Na LDB/1996, em seu art. 12,incisos I a VII, estão as principais deliberações que se referem à gestão escolar no que diz respeito às suas respectivas unidades de ensino, os estabelecimentos de ensino, respeitadas as normas comuns e as do seu sistema de ensino, terão a incumbência de:
I - Elaborar e executar sua proposta pedagógica;
II - administrar seu pessoal e seus recursos materiais e financeiros; III - assegurar o cumprimento dos dias letivos e horas-aula estabelecidas; IV - velar pelo cumprimento do plano de trabalho de cada docente; V - prover meios para a recuperação dos alunos de menor rendimento; VI - articular-se com as famílias e a comunidade, criando processos de integração da sociedade com a escola;
VII - informar os pais e responsáveis sobre a frequência e o rendimento dos alunos, bem como sobre a execução de sua proposta pedagógica.
Dentre os sete incisos descritos, observa-se a dimensão da gestão escolar na relação com a comunidade escolar. A relação escola-comunidade requer a visibilidade e transparência da participação tanto da escola quanto da comunidade no processo de educação de qualidade.
Conforme Vieira (2008), na LDB/1996, o planejamento, a elaboração e a execução de uma proposta pedagógica é a principal das atribuições das unidades de ensino. A proposta pedagógica é a bússola da escola, define seus caminhos e trajetos para alcançar os seus objetivos. Por isso, é muito importante que ela seja bem formulada e estruturada pela escola e seus representantes. A gestão democrática constitui princípio fundamental da organização das instituições públicas de ensino, compreendendo, o que prevê o artigo 18:
Art. 18. I - A existência de mecanismos de coparticipação na gestão das instituições de ensino, com representação dos segmentos que a integram, incluídos, no caso das instituições destinadas a educação e ao ensino de crianças e adolescentes, os pais ou responsáveis;
1º - o cumprimento do disposto neste artigo dar-se-á com observância dos seguintes preceitos:
I - existência de órgãos colegiados e conselhos escolares, com competência sobre o conjunto de todas as atividades desenvolvidas pela instituição; III - avaliação permanente da qualidade de serviços prestados e dos resultados das atividades educacionais oferecidas à sociedade;
V - utilização de métodos participativos para a escolha de dirigentes, ressalvado o provimento de cargos por concurso público;
VI - incentivo para a criação de associações de profissionais do ensino, alunos, ex-alunos e pais, além das de caráter acadêmico, assegurada sua participação nos processos decisórios internos das instituições.

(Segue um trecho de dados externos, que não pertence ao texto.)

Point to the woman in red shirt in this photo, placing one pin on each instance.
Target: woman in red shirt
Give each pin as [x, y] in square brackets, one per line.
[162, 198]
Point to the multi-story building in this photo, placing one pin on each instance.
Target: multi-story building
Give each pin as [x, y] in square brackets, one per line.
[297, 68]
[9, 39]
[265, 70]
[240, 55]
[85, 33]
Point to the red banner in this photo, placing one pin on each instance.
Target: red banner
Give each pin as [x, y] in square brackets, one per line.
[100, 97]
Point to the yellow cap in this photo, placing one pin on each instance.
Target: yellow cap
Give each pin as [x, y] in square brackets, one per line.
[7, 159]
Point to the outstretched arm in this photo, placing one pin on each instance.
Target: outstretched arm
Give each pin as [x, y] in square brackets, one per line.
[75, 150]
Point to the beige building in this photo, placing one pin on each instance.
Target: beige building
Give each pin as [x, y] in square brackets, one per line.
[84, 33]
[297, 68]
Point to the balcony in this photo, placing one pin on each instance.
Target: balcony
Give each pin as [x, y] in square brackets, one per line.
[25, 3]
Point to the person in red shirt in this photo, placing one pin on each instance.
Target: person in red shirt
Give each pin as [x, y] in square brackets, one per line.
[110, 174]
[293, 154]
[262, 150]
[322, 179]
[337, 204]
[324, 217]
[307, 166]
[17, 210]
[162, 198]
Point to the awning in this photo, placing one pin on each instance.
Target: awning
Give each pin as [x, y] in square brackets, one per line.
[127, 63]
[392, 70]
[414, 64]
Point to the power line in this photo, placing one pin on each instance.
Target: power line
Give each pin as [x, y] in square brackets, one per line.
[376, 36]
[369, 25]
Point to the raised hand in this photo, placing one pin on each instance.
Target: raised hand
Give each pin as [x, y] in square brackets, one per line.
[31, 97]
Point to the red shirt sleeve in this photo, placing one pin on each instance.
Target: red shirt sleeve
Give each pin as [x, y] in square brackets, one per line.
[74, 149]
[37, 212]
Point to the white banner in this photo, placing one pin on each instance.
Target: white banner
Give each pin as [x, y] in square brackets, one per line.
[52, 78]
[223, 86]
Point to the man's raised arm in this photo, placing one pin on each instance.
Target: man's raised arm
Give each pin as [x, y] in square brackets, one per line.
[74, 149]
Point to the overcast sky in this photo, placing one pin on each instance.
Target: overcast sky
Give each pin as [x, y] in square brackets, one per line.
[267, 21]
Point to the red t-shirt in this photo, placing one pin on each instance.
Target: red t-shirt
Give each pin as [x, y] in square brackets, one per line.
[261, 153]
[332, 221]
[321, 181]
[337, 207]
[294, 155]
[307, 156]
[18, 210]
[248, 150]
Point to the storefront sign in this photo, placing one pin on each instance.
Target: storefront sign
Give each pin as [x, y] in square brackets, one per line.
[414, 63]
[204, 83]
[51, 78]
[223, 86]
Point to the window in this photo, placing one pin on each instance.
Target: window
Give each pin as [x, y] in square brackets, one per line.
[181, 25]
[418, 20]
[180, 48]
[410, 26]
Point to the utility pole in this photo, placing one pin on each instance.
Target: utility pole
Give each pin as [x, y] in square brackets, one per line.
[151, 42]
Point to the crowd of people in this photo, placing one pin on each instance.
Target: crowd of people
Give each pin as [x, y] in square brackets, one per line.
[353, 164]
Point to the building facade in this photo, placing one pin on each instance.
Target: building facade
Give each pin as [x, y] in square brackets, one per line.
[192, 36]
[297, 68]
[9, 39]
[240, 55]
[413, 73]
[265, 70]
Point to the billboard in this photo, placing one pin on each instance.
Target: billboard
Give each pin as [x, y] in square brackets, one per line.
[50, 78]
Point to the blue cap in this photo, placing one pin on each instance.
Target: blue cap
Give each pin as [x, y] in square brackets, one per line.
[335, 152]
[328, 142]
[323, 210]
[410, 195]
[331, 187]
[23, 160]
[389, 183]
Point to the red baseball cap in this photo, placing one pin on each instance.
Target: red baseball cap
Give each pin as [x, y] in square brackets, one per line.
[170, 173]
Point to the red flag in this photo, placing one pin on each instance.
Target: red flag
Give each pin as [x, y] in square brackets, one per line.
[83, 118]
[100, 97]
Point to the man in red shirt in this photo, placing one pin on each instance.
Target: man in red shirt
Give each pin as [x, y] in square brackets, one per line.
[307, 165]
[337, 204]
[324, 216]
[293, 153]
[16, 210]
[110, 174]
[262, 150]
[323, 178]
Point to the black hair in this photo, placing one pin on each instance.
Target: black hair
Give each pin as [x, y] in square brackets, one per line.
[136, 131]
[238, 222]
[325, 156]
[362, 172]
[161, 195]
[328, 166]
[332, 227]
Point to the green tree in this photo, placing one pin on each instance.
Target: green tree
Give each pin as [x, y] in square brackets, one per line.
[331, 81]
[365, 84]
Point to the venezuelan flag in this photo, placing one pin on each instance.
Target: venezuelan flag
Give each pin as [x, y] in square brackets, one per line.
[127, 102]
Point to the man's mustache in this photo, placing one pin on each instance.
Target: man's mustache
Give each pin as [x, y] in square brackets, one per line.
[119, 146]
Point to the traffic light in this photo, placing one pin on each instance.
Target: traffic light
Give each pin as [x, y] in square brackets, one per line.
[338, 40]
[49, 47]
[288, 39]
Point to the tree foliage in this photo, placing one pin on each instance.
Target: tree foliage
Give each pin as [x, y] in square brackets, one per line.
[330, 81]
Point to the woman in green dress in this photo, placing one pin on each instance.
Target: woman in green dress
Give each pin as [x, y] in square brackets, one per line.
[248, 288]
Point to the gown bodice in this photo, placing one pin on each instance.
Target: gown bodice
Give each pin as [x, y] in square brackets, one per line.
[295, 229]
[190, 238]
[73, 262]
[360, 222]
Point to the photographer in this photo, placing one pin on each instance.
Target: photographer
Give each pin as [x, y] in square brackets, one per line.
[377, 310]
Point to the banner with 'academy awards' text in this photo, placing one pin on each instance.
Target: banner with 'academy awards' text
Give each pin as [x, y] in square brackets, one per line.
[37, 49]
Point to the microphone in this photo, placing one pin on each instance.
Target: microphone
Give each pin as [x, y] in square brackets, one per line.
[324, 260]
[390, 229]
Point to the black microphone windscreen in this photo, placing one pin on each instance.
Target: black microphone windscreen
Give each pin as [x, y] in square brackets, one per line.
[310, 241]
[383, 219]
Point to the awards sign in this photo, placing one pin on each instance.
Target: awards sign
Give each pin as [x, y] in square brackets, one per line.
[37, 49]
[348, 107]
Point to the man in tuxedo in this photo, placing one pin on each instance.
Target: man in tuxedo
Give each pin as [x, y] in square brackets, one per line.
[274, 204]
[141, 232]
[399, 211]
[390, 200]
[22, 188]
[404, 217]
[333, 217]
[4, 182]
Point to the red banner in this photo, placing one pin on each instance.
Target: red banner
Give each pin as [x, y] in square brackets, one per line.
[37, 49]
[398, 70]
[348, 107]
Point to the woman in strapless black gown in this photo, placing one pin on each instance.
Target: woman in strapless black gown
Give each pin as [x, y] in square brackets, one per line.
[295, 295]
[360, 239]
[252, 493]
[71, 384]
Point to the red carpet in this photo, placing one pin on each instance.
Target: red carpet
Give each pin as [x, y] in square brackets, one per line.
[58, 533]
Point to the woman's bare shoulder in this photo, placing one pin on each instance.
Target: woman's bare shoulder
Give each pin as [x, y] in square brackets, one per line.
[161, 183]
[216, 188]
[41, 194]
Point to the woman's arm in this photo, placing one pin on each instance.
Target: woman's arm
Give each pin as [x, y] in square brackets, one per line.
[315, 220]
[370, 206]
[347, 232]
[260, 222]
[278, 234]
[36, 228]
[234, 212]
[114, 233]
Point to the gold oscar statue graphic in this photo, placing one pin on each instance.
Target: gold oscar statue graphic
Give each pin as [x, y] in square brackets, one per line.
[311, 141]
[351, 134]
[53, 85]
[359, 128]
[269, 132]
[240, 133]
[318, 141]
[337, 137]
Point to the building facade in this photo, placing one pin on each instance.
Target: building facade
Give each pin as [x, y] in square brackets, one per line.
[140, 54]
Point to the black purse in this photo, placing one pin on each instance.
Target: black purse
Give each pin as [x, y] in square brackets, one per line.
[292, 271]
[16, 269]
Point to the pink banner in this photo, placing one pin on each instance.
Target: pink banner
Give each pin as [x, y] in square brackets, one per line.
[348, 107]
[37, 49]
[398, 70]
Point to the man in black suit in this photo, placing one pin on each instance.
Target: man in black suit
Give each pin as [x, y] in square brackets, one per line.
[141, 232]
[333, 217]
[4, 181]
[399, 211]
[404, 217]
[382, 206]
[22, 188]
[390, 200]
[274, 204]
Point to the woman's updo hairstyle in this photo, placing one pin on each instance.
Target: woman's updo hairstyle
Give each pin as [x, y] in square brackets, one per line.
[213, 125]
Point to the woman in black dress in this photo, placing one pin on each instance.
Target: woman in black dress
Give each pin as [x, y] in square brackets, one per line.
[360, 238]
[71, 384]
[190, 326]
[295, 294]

As atividades desenvolvidas pelas instituições públicas visam ao avanço dos indicadores nos sistemas de avaliação e à contribuição da comunidade escolar (diretores, coordenadores, professores, alunos, ex-alunos, pais). Assim, a gestão democrática configura-se sob os princípios de integração do sistema/escola com a família, comunidade e sociedade, descentralização, participação democrática no processo educacional, maioria dos professores em colegiados e comissões.
A gestão democrática não está restrita apenas as unidades escolares, mas abrange as ações públicas. A LDB/1996 regulamenta a gestão democrática do ensino público em geral, contribuindo de forma transparente para que as leis sejam aplicadas na educação básica oferecendo autonomia as unidades federativas para um planejamento adequado as pretensões de cada unidade. A Lei referida pouco inovou
em relação ao cargo de diretor escolar e contemplou apenas a formação dos profissionais com o curso de pedagogia e a forma de escolha dos dirigentes.